Histone Deacetylase 4 as a Potential Biomarker for Post-Stroke Cognitive Impairment

Abstract

Histon deacetylase 4 (HDAC4) modulates memory and cognitive impairment, but its association with post-stroke cognitive impairment (PSCI) is unclear. This study aimed to investigate the potential of HDAC4 for predicting PSCI risk. Sixty-nine PSCI patients and 70 control post-stroke (CPS) patients were enrolled in this case-control study. In all stroke patients, HDAC4 in peripheral blood mononuclear cells was detected by quantitative polymerase chain reaction; T-helper 17 (Th17) cells were detected by flow cytometry, and interleukin-17A was detected by enzyme-linked immunosorbent assay. HDAC4 was reduced in PSCI patients compared with CPS patients (P = 0.001).

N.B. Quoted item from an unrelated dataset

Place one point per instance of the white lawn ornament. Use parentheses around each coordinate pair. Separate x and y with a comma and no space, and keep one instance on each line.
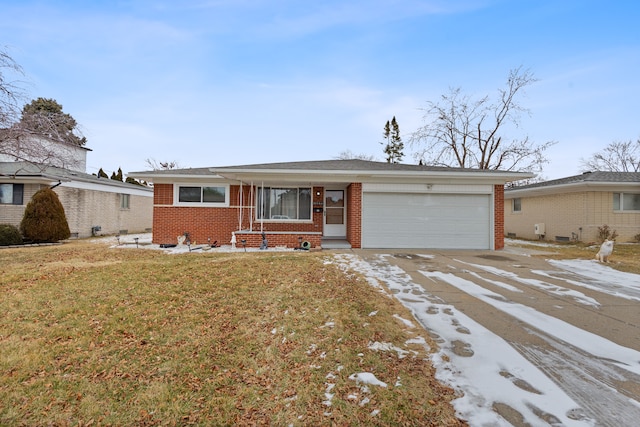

In total stroke patients, HDAC4 showed negative linkages with age (P = 0.003), history of diabetes (P = 0.012), stroke recurrence (P = 0.001), Th17 cells (P = 0.027), and interleukin-17A (P = 0.002). Additionally, multivariate logistic regression analysis revealed that HDAC4 (per unit) [odds ratio (OR) = 0.438, P = 0.024] was independently associated with a lower PSCI risk, but age (per unit) (OR = 1.061, P = 0.016) and multifocal disease (yes vs. no) (OR = 2.490, P = 0.014) were independently associated with a higher PSCI risk. By receiver operator characteristic curves, HDAC4 had an acceptable value for predicting PSCI risk [area under the curve (AUC) = 0.656, 95% confidence interval = 0.566-0.746]. The combination of HDAC4, age, and multifocal disease showed a good value for predicting PSCI risk (AUC = 0.728, 95% confidence interval = 0.644-0.811). HDAC4 may serve as a potential biomarker for predicting PSCI risk, which could facilitate the early screening and prevention of PSCI, thus promoting the management of stroke.

Introduction

Stroke is a major cause of disability and mortality in human beings. This disease attacks over 12 million cases and induces over 6.5 million deaths annually worldwide (GBD 2019 Stroke Collaborators 2021). The treatments for stroke mainly include thrombolysis or thrombectomy within a certain period of time window for ischemic stroke, as well as blood pressure and blood glucose management plus surgery (if necessary) for hemorrhage stroke (Mendelson and Prabhakaran 2021; Magid-Bernstein et al. 2022). However, patients with stroke may still develop cognitive impairment or even dementia under appropriate treatment (Rost et al. 2022). The occurrence of post-stroke cognitive impairment (PSCI) is associated with neuron cell death, change of synaptic plasticity, inflammatory response, oxidative stress, and dysregulated immune response including high level and infiltration of T-helper 17 (Th17) cells (Mijajlovic et al. 2017; Gottfried et al. 2021; Chi et al. 2023; Goncharov et al. 2024). PSCI may induce sleep disorder, depression, and even physical disability, which also poses a huge burden for caregivers (Lanctot et al. 2020; Stolwyk et al. 2024). Therefore, early prediction of the risk of PSCI is vital for its prevention and intervention.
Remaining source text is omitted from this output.